Açores mantêm "muito boa expetativa" sobre candidatura das fajãs de S. Jorge à Unesco

Açores mantêm "muito boa expetativa" sobre candidatura das fajãs de S. Jorge à Unesco

 

Lusa/AO Online   Regional   21 de Set de 2015, 19:36

O secretário regional da Agricultura e Florestas dos Açores, Neto Viveiros, manifestou hoje a "muito boa expetativa" do arquipélago em relação à aprovação da candidatura das fajãs de São Jorge a Reserva da Biosfera da Unesco.

Em declarações aos jornalistas, após a entrega formal da documentação à Comissão Nacional da UNESCO (Organização das Nações Unidas para a Educação, Ciência e Cultura), em Lisboa, o governante adiantou que a embaixadora que recebeu a candidatura ficou com "boa impressão" do processo vindo dos Açores.

"É com alguma satisfação e muito boa expetativa que esperamos que a candidatura venha a ser aprovada, para dar início a um novo ciclo para a ilha de São Jorge", destacou Luís Neto Viveiros.

Segundo o governante, esta candidatura, que agora será apreciada em Paris, irá significar para os Açores "responsabilidades acrescidas" em termos de gestão da futura Reserva da Biosfera.

A candidatura das fajãs de São Jorge a Reservas da Biosfera inclui cerca de meia centena de cartas de apoio de outros países e regiões que já têm o mesmo estatuto e ainda cartas de "todas as freguesias da ilha de São Jorge".

A resposta à candidatura açoriana só será dada em março de 2016, no Peru, onde decorrerá o próximo Congresso Mundial de Reservas da Biosfera.

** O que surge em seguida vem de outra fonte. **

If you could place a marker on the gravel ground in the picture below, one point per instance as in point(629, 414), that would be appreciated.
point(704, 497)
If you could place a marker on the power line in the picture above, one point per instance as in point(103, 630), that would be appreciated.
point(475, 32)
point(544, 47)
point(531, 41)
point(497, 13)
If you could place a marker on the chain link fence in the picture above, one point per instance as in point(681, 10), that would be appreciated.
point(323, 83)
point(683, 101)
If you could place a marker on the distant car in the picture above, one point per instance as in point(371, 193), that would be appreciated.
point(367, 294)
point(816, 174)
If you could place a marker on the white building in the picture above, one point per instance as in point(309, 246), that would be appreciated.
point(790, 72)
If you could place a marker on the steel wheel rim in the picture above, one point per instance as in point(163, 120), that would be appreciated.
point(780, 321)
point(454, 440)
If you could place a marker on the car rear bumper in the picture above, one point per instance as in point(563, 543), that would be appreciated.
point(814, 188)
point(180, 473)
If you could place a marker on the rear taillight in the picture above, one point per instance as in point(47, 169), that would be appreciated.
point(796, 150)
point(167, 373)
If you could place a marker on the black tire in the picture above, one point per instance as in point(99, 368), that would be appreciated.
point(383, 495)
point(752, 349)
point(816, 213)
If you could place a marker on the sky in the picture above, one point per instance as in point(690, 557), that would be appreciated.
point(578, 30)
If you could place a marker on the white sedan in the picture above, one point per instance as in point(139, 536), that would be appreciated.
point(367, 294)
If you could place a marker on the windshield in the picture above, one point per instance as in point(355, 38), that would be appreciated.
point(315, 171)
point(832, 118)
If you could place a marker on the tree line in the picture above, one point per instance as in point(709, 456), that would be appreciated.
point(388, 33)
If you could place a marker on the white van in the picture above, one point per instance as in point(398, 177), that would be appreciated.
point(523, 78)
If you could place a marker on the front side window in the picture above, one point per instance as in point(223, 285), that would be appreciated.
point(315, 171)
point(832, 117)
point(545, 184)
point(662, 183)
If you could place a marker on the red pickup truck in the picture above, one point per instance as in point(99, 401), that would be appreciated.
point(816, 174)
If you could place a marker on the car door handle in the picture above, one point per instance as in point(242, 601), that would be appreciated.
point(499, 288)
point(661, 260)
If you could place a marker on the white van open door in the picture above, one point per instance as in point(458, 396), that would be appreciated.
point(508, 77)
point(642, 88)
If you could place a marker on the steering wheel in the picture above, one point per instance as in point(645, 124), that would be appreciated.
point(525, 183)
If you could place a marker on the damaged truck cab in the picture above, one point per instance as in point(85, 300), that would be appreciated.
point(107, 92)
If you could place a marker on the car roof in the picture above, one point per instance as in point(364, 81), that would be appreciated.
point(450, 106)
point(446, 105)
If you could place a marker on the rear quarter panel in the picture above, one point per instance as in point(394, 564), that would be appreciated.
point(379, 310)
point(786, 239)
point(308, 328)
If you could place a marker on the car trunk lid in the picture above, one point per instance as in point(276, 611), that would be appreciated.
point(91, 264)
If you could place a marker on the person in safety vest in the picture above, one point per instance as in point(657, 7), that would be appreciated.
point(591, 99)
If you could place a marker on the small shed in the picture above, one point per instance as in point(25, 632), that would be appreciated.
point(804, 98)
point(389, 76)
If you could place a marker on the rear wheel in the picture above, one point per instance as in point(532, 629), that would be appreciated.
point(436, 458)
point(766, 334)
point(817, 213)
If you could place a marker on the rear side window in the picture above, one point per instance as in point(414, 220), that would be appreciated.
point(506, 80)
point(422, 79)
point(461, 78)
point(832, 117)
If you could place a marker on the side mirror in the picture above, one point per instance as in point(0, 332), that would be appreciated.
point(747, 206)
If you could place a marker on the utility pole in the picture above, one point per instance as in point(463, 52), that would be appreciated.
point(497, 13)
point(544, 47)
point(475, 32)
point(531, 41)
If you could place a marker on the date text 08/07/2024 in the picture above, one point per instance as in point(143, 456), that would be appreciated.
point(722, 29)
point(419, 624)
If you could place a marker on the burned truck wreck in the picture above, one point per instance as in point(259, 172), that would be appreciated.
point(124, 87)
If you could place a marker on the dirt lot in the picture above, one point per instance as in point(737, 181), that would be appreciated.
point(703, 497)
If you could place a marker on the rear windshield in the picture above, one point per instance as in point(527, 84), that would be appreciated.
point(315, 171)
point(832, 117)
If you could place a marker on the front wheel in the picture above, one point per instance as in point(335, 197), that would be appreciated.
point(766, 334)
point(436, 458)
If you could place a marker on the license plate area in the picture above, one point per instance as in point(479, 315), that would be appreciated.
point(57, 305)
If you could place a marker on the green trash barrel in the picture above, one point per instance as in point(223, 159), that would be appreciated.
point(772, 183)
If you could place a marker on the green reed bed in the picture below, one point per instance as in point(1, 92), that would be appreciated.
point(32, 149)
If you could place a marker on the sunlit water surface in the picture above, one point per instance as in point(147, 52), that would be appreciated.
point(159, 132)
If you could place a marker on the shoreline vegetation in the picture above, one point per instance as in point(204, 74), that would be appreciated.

Os Açores possuem três ilhas classificadas como reserva da biosfera (Flores, Corvo e Graciosa), havendo no total do país oito zonas com esta distinção.

As fajãs de São Jorge - que são mais de 70 e, em diversos casos, de difícil acesso - são terrenos planos ao nível do mar numa ilha que é muito escarpada e com alguma altitude.

As fajãs resultaram da acumulação de detritos, na sequência de terramotos ou de escoadas lávicas das erupções vulcânicas e os seus terrenos planos e férteis, onde existe um clima mais ameno do que nos pontos altos da ilha, acabaram por ser usados pelas populações, ao longo dos séculos, para a agricultura.